Согласно древней легенде, первые японцы спустились с неба по кипарисовым деревьям, поэтому деревья для них священны, в них живут божества ками, впрочем как и в камнях, горах, ручьях — везде. А вот ученые выдвигают несколько теорий, одна из них — малайско-полинезийская, которая говорит о том, что народы, заселившие японские острова, пришли с юга. В мифологии этих групп народов, осевших на юге, боги приплывают из-за далекого горизонта. Архаические боги обитают там же, где и люди, но у них есть видимые и невидимые для людей зоны.

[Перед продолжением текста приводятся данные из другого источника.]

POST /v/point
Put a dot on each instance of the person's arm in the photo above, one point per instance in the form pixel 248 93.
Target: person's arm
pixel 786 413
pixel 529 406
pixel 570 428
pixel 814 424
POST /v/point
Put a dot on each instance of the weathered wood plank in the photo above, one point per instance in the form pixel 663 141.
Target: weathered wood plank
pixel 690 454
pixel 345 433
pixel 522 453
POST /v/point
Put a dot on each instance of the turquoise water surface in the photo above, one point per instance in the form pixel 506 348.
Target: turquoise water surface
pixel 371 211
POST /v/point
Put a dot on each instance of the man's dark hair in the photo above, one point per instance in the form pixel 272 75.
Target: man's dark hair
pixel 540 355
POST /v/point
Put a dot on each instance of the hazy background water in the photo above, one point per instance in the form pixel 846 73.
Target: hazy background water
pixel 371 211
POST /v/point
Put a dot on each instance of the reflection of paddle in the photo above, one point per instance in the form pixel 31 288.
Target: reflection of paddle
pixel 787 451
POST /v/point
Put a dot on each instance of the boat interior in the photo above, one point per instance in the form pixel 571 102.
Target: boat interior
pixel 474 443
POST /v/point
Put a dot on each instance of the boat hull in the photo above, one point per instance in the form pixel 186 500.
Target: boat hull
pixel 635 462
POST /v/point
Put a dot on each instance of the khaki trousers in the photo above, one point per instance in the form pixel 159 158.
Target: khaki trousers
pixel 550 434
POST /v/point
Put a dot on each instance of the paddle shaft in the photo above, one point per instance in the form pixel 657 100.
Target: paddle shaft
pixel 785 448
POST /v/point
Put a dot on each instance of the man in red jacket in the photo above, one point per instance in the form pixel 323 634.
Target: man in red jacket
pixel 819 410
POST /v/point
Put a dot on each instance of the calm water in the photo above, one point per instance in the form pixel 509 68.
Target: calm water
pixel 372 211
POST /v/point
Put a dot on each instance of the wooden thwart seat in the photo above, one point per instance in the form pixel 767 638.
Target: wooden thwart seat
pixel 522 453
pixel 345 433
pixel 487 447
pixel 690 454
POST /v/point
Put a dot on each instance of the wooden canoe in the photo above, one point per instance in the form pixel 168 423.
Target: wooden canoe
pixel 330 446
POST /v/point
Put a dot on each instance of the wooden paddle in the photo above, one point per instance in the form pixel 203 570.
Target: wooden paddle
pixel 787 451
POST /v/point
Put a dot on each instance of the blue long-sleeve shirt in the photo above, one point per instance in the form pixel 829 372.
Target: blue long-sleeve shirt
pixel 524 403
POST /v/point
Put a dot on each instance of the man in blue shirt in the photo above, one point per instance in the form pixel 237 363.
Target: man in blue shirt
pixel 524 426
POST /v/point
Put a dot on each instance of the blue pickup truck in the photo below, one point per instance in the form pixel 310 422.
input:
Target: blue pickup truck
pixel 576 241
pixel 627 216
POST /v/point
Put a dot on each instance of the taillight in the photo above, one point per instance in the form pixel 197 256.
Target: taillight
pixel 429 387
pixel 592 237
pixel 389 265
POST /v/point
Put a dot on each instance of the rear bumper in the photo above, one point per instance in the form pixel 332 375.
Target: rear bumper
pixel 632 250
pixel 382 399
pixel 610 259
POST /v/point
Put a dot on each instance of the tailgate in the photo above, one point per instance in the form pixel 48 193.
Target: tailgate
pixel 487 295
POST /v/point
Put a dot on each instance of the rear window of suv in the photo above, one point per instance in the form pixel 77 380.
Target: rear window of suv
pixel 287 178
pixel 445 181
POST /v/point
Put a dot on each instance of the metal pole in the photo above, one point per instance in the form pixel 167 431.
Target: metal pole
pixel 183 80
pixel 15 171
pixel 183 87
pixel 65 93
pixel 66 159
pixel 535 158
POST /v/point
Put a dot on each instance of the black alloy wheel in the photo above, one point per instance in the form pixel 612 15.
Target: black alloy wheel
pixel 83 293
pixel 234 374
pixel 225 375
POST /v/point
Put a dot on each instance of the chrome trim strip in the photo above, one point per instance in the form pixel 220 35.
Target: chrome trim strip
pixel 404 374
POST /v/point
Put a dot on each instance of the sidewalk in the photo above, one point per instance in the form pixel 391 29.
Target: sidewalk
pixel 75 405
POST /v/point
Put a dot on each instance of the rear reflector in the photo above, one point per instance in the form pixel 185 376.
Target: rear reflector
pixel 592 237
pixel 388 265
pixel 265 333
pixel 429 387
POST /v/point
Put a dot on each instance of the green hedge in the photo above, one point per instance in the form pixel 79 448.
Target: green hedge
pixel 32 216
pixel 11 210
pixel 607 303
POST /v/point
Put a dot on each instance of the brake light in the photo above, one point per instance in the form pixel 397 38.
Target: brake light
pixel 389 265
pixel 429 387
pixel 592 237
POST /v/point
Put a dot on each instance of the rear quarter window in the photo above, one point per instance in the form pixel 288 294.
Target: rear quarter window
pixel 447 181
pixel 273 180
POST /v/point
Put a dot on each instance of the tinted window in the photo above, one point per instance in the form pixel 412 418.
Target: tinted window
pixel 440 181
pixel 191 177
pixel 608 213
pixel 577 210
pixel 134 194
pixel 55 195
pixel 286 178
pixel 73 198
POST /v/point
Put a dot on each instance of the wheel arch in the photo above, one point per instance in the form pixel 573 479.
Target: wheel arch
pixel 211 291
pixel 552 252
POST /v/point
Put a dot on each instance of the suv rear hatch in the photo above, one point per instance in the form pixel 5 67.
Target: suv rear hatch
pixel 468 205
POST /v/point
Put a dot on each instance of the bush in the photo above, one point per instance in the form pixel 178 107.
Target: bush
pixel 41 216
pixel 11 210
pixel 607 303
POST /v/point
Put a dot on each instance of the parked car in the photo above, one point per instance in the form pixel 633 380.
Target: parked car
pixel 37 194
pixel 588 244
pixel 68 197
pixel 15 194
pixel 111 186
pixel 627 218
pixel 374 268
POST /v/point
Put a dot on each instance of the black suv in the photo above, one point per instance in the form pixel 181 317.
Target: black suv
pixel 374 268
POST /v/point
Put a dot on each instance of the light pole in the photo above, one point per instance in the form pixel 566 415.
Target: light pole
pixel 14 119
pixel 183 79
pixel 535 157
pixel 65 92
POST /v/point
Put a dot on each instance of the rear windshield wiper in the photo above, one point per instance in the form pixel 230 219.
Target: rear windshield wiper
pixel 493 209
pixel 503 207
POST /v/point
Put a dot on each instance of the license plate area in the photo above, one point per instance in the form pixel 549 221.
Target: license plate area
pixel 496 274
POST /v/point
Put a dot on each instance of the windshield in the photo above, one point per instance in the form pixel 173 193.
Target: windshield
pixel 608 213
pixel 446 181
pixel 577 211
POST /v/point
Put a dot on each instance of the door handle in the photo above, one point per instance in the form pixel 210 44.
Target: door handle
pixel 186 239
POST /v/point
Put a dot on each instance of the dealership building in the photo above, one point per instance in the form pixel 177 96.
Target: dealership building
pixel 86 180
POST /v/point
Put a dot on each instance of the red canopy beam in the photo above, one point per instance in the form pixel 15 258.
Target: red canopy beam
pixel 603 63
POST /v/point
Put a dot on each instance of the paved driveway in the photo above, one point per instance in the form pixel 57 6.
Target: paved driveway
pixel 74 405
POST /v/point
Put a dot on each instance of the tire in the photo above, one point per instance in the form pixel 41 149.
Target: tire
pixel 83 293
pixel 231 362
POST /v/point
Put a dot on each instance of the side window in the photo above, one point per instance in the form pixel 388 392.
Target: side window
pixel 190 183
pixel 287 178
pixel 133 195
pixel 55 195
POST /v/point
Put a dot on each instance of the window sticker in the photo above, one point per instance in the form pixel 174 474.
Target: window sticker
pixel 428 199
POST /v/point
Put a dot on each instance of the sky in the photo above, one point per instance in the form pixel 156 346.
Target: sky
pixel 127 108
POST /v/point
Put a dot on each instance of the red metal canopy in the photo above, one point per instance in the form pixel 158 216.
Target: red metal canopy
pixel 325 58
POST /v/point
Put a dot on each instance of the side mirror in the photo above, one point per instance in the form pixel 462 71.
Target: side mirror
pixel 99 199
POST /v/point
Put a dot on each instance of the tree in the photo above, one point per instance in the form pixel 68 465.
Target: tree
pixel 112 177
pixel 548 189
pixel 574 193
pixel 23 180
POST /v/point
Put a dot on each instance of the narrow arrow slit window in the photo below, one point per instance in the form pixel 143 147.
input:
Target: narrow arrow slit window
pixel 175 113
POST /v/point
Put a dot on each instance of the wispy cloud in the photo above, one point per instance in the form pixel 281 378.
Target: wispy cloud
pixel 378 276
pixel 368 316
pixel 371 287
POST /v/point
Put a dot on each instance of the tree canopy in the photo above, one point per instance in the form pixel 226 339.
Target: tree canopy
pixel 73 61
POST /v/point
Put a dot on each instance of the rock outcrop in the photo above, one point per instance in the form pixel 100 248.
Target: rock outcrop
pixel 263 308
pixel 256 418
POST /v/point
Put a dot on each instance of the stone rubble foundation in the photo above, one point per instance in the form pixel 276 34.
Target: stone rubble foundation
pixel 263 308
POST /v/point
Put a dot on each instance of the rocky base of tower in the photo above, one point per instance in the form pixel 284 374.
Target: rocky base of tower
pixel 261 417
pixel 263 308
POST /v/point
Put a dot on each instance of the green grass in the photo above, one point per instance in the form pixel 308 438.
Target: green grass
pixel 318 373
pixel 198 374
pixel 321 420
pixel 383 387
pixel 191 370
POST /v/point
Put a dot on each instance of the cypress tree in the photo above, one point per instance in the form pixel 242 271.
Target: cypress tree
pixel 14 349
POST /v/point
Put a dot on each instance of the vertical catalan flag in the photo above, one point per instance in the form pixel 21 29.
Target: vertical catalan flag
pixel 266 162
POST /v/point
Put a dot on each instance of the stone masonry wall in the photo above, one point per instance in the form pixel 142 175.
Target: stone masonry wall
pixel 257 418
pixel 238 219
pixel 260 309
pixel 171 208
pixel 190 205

Они появляются на праздники, например, где им устраивают пиршества и красочные церемонии. Другая группа — урало-алтайская, которая двигалась по шелковому пути и осела на японском архипелаге в то время, когда он был еще частью азиатского материка. Это было около 10 тыс. лет до н. э. Собственно, аборигены остались только в легендах и преданиях, не оставив почти никаких следов в культуре, лишь фрагментарно, отдельными элементами. А вот на севере проживают айны, осколки северных аборигенов, их также мало, как североамериканских индейцев, и живут они в резервациях, красочных для туризма, особой роли в культуре не играя. Они сродни народам Аляски и русского севера — чукчам, алеутам, эскимосам. Это не монголоидная группа народов. У них племенной тотем медведь, которому они по сей день приносят жертвы, посвящают пляски. Это культура резко отличается от японской.
До ІІІ века до н. э. предки японцев жили первобытно-общинным строем. С ІІІ в. до н. э. по ІІІ век н. э. произошло большое переселение на острова групп китайцев и корейцев из-за нестабильности на материке. Эти народы ­принесли с собой рисовое земледелие, керамику с глазуровкой, обработку металла. На острове Кюсю проживало энергичное, пассионарное, витальное племя, их главным божеством было Солнце — Аматэрасу Оомиками, что значит «великое божество, озаряющее небеса». Оно имеет женский род, в отличие от бога Ра в Египте или Даждьбога у словян, что говорит о матриархальных пережитках, где шаманки играли огромную роль в культуре.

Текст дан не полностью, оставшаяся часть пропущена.